Está em discussão pública, até 15 de Junho de 2018, a proposta de alteração do Programa Nacional da Política de Ordenamento do Território (PNPOT).

Apesar de o lance ter passado praticamente despercebido na praça pública, o momento é crucial. Ou melhor, pela importância do que está em causa, devia ser crucial: o PNPOT é, nada menos, que o instrumento que, sob a forma de lei da Assembleia da República, concretiza as opções tomadas nos instrumentos estratégicos de âmbito nacional e define o modelo de organização espacial para todo o território nacional.

Estranhamente, e ainda menos do que na versão do PNPOT de 2007 em vigor, a proposta em discussão pouco ou nada diz sobre o que devia dizer.
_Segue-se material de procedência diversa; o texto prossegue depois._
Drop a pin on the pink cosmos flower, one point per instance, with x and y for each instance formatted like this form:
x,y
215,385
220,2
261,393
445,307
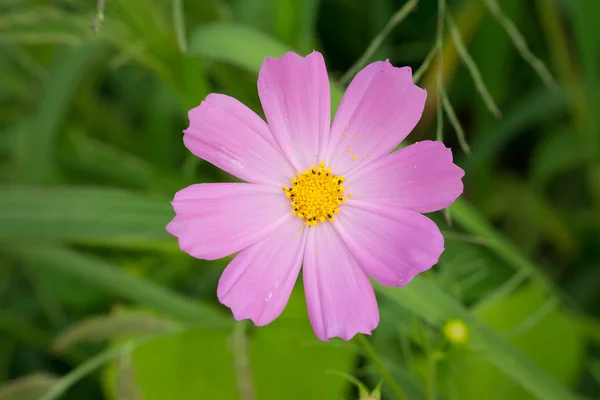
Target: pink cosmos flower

Estamos perante um documento perdido numa tecnicidade cheia de “coesão”, “inovação”, “valorização”, “incrementos” de coisas boas e “reduções” de coisas más, que evita calcular meios, quantificar/datar metas e oferecer soluções concretas para os problemas (bem) diagnosticados. Enfim, propõe-se ao país um programa praticamente vazio. Veja-se três de muitos exemplos:

(i) A remissão genérica para uma concretização ao “nível político” e ao Programa Nacional de Investimentos 2030, fugindo-se àquilo que deve ser o próprio PNPOT;

(ii) A omissão sobre os objectivos que o Estado quer assumir sobre a localização dos grandes investimentos públicos, de onde ressalta a eliminação das referências ao novo aeroporto de Lisboa e ao TGV que estavam (estão) no PNPOT de 2007 (adivinha-se porquê, mas uma justificação, curta que fosse, era o mínimo);

(iii) As saídas para a trágica perda demográfica que enfrentamos são reduzidas ao “aumento da atratividade residencial, económica, ambiental, cultural e de lazer das áreas rurais e dos territórios de baixa densidade”, sem que se enunciem quaisquer mecanismos ou metas palpáveis.

Em cima disso, há umas “directrizes de conteúdo” para os planos de nível inferior (sobretudo para Programas Regionais e PDM), mais ou menos razoáveis, mas sem uma articulação explicada com o diagnóstico feito ou com as ditas medidas que se propõem.

Este enorme vazio é sintomático de um tempo em que poucos ousam atravessar-se. Em que as forças políticas e administrativas não se atrevem a superar o imediatismo da nossa vida colectiva e de contrariar a obsessão com gestões mediáticas e com a trama de supostos combates políticos (que, na maior parte dos casos, nem passam de confrontos estéreis de egos).

O resultado é uma proposta de Programa sem rasgo, que se resume à sistematização do diagnóstico dos problemas territoriais e à compilação de medidas ultra abstractas que eventualmente podem um dia produzir efeito. Talvez, se calhar, não se sabe bem quando ou como. Mas se é assim, para quê manter um PNPOT no nosso sistema de gestão territorial? Ou sequer rever o que está em vigor? Talvez valha a pena participar, nem que seja só para perguntar isto mesmo.

O autor escreve de acordo com a antiga ortografia.